The characteristics of the surfaces led us to examine whether they can be meaningfully decomposed. We applied the GMM, suggesting the use of 2D Gaussians as building blocks approximating the curvature and torsion surfaces of a movement. These 2D Gaussians provided a mathematically quantified representation whose hilly shapes fitted well to the topographic characteristic of the surface. We thus have demonstrated a meaningful representation for octopus arm movements and a method GMM for decomposing the movements into well-defined building blocks (2D Gaussians) allowing us to further examine them as possible kinematic units. We have also applied an alternative method which decomposes a surface to its fundamental surfaces by analyzing the principal curvature values at each point on the surface. These parameters allow defining eight fundamental surfaces (e.g., peak, pit, ridge) that correspond to the topography of a surface (Yilmaz and Shah, 2005). Interestingly, we found the results extracted by this method to be very similar to those achieved using the GMM—the positions of the peak fundamental surfaces were highly correlated with the mean values of the positions derived using the 2D Gaussians.

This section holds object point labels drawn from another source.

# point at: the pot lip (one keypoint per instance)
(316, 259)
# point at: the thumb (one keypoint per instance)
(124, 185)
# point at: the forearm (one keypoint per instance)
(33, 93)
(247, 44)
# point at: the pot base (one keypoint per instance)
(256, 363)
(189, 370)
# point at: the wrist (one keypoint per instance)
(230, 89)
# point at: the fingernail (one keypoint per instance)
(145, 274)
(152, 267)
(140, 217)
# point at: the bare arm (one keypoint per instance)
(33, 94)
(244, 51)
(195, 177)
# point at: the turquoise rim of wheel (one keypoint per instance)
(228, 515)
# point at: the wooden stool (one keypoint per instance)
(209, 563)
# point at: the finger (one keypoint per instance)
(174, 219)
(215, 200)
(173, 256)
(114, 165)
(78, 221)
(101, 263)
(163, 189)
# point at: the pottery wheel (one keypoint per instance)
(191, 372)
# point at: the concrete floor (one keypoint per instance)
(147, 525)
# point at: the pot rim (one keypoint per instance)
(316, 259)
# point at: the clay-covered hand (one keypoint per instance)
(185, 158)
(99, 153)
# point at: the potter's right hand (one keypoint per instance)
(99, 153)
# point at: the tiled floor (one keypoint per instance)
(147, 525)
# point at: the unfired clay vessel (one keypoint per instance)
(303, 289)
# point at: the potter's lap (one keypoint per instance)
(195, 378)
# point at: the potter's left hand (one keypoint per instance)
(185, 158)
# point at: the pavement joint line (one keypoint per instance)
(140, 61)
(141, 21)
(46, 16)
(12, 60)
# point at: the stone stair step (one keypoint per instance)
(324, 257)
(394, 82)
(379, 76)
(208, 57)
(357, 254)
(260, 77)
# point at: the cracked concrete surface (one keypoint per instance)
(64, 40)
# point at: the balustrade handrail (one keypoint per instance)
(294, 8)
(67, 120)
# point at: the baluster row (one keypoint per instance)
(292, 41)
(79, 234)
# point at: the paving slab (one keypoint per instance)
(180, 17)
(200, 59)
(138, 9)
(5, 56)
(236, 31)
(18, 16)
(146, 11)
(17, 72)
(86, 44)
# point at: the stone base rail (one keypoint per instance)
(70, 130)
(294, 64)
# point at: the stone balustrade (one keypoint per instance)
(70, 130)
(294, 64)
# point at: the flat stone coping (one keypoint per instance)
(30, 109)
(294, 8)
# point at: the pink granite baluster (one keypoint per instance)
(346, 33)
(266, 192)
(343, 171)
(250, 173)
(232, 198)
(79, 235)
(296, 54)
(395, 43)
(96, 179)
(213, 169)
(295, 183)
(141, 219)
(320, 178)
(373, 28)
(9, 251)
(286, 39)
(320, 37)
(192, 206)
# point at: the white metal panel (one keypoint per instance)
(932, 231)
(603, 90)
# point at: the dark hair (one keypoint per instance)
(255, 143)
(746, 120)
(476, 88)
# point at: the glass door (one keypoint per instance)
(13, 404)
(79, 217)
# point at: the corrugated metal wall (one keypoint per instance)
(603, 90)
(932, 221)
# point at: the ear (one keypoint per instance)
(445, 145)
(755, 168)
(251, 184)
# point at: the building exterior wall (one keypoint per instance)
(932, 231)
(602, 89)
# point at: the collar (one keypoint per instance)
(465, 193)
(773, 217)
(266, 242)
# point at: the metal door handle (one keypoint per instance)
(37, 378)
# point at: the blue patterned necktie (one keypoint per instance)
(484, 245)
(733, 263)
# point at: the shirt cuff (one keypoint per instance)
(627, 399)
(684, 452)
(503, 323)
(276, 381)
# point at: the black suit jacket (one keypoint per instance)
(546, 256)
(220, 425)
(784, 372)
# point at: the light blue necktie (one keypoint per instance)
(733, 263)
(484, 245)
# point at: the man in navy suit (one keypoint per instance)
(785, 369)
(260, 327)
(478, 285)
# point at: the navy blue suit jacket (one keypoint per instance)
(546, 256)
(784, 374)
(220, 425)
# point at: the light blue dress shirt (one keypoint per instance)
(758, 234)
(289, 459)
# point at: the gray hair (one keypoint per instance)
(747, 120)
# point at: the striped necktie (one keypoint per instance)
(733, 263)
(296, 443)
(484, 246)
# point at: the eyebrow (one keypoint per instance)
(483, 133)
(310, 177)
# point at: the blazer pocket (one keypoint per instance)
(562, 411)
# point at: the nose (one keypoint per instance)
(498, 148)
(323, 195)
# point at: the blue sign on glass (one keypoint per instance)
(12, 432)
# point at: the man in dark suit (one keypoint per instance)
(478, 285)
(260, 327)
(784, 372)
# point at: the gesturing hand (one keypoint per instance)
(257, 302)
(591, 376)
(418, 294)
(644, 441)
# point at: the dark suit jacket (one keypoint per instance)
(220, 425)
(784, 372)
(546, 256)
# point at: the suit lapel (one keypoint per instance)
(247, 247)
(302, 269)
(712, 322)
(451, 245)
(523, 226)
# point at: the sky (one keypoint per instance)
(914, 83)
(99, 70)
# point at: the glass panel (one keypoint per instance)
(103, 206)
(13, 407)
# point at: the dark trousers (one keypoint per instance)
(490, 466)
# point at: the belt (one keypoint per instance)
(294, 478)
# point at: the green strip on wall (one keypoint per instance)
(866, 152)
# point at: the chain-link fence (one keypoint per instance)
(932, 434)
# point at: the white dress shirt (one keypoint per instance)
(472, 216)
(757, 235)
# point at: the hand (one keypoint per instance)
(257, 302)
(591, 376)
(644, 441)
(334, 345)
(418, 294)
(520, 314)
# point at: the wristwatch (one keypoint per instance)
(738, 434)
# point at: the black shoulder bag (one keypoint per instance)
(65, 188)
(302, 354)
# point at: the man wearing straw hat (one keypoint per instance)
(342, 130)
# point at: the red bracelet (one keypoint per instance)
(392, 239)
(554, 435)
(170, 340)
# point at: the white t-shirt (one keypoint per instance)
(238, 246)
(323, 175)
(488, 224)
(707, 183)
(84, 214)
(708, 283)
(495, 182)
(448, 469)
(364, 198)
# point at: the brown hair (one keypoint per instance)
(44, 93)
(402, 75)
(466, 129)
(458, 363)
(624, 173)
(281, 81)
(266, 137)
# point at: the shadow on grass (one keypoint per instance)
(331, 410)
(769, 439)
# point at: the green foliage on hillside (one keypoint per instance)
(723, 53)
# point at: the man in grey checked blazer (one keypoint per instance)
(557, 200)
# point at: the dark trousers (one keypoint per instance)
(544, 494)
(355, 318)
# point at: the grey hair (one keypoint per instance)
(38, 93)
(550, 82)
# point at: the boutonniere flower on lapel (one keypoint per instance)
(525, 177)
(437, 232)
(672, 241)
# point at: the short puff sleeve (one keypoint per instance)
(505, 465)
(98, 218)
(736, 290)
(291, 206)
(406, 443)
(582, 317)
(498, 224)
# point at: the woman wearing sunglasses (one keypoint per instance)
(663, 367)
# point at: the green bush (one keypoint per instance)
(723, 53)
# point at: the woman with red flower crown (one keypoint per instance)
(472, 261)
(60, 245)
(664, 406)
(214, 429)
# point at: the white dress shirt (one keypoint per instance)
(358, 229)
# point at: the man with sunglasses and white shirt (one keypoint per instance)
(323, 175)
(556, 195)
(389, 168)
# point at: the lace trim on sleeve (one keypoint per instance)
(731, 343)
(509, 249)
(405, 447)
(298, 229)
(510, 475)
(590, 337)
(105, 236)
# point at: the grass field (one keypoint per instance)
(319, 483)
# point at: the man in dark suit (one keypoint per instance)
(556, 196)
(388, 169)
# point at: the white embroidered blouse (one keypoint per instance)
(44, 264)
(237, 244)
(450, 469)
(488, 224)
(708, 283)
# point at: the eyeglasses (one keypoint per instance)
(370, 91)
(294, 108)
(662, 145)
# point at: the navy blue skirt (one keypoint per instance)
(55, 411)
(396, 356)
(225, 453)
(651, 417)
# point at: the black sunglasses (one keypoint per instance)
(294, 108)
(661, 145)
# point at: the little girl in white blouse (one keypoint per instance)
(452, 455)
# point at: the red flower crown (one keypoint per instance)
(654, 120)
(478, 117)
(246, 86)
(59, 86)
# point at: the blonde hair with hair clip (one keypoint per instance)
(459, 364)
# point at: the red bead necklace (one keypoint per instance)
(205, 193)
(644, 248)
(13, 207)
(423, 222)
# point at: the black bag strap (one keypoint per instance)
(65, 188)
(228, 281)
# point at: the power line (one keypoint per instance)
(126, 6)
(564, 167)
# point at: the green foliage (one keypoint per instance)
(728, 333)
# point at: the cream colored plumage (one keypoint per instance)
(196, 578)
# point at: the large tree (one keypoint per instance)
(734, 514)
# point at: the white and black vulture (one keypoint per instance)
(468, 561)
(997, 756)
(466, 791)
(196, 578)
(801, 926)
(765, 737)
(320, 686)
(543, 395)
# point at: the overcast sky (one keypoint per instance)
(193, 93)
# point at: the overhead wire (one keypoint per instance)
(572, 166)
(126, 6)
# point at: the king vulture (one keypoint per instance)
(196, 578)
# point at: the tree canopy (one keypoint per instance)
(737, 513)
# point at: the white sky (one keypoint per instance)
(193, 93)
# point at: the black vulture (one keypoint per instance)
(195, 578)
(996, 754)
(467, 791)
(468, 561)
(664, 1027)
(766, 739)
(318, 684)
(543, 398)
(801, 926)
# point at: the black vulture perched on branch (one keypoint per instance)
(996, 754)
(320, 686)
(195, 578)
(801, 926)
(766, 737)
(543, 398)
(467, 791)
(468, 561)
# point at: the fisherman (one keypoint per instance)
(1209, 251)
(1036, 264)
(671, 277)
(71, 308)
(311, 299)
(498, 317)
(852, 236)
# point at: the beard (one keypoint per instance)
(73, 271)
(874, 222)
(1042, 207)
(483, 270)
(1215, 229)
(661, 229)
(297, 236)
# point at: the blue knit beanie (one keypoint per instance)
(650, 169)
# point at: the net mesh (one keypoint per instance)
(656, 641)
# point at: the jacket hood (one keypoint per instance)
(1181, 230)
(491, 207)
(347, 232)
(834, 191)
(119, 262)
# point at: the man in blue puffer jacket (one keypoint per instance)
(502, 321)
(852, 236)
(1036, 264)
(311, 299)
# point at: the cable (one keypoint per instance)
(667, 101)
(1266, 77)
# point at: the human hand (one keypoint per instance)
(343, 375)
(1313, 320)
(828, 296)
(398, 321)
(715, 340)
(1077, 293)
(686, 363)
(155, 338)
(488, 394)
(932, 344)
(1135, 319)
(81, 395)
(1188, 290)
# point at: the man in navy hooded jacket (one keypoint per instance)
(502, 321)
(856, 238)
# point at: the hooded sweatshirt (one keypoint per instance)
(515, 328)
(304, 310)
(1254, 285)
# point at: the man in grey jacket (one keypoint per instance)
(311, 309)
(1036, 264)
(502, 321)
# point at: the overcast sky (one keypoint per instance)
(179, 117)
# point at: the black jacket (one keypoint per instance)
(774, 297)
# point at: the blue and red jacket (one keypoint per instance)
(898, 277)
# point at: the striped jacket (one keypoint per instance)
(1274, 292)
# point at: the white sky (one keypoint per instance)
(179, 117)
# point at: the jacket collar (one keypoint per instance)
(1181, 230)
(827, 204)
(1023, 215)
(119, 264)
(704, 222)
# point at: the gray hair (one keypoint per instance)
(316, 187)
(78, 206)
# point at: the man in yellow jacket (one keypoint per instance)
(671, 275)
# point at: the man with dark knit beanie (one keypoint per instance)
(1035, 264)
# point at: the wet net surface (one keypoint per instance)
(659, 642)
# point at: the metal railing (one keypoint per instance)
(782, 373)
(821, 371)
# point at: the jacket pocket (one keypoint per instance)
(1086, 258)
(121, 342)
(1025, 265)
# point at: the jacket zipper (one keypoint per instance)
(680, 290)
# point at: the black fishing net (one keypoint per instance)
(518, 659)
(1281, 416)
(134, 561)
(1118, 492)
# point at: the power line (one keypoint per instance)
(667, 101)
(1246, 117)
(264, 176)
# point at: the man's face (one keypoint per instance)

Intuitively, being able to represent the arm by a 2D curvature Gaussian corresponds to the propagation of a bend point along a defined section of the arm and during a defined time interval. All the kinematic properties—the affected section of the arm, the time interval, the maximal curvature value and the velocity of propagation—are simply defined by the center location of the Gaussian, by its covariance matrix and by the weight assigned to this Gaussian. By clustering Gaussians with similar characteristics, we were able to characterize each cluster by its centroid and use the Gaussian representing the entire cluster as a stereotypical kinematic unit. We obtained a set of such curvature and torsion units for each of the pre-extension and extension movement groups. Curvature and torsion units were then combined to simulate new movements in 3D space and to examine whether the entire observed repertoire of complex 3D octopus arm behaviors can be spanned using the derived basic set of kinematic units. We found that patterns of weighted combinations of the kinematic units can be clustered into prototypes of movements in the pre-extension and extension phases, allowing classification of the movements into sub-groups.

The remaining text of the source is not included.